In “New Bases of Competitive Advantage,” we argued that increased turbulence in the business environment has invalidated an implicit and critical assumption of classical business strategy: that competition is sufficiently stable and predictable for the basis of competitive advantage to be readily determined. Traditional approaches to strategic planning become futile in a world in which the key variables are constantly shifting and difficult to forecast.
We can distinguish three important dimensions of turbulence: volatility in market positions, unpredictability of outcomes, and the widening gap in performance between winners and losers. Most industries have experienced instability on at least one of these dimensions, but some—such as technology-driven industries and commercial banking—have been affected on all three.
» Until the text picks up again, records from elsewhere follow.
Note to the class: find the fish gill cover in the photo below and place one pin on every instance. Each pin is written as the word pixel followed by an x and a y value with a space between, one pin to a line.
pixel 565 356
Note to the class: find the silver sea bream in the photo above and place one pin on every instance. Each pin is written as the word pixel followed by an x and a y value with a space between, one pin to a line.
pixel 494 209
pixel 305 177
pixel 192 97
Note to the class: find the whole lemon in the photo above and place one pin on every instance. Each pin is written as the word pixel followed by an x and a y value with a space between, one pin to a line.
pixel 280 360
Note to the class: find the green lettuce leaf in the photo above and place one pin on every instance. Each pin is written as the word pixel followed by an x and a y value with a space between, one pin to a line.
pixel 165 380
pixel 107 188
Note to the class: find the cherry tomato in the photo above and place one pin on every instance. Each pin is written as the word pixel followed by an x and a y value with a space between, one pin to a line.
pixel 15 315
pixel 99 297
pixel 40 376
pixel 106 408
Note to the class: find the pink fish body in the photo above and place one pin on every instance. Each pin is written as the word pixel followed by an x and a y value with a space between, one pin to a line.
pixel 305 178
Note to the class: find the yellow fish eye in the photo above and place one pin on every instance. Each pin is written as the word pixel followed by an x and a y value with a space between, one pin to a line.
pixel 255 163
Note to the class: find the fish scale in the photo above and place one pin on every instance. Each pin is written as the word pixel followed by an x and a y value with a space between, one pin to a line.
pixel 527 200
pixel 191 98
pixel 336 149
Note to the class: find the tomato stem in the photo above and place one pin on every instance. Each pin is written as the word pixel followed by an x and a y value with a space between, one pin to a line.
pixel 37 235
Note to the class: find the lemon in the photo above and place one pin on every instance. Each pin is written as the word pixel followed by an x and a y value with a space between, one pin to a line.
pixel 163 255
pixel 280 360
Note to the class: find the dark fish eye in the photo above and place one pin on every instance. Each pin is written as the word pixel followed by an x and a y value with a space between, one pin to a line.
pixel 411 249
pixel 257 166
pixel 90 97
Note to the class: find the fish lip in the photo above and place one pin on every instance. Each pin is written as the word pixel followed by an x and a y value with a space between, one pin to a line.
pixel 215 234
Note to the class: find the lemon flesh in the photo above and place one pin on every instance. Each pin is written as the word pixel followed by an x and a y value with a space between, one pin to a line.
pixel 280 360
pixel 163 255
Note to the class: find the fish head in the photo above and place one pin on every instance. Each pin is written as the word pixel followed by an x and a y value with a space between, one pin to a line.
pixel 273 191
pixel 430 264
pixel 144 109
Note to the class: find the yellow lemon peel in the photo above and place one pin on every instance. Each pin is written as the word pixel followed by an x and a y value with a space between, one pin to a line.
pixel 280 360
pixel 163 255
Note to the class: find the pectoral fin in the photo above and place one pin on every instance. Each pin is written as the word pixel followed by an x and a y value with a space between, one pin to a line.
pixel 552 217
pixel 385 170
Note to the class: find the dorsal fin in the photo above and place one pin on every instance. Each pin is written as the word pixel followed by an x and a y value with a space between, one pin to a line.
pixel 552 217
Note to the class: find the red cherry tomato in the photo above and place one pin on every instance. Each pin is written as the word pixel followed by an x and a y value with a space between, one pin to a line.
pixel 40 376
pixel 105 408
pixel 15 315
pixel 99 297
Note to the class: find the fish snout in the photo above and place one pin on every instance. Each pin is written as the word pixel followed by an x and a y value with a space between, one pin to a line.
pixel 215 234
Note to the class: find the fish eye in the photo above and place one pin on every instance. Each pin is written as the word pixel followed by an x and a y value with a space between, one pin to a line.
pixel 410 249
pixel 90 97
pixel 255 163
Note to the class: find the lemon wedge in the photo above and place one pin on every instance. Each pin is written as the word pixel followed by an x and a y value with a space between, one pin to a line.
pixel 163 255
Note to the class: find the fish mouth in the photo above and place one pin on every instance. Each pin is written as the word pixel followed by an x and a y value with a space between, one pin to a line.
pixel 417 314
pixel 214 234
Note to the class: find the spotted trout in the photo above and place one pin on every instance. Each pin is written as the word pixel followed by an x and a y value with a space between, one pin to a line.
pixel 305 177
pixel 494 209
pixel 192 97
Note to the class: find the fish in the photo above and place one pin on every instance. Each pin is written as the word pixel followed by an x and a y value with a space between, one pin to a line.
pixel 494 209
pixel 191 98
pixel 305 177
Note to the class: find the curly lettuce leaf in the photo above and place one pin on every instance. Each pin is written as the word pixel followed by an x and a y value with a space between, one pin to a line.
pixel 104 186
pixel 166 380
The hardest-hit industries are those that have been disproportionately affected by globalization, deregulation, digitalization, connectivity, deconstruction, and the shift from products to services.
Most companies, and especially those in industries characterized by both unpredictability and a high rate of change, need a more adaptive and dynamic approach to strategy—an approach that emphasizes iterative experimentation in order to overcome the limitations of deductive approaches and keep pace with incessant change.
With such an approach, organizations gain adaptive advantage: the ability to achieve superior outcomes in a turbulent environment by continuously reshaping the enterprise through a process of managed evolution. In this article, we explain how adaptive advantage can be harnessed in practice.
Three attributes are essential for survival in a changing environment: readiness, responsiveness, and resilience. They can be achieved by static measures such as improved forecasting, decentralized decision-making, and buffering with excess capacity, respectively. However, to gain a sustainable advantage in a turbulent environment, companies must employ a more dynamic, recursive approach in which better-fitting strategies continuously evolve in response to change. (See Exhibit 1.)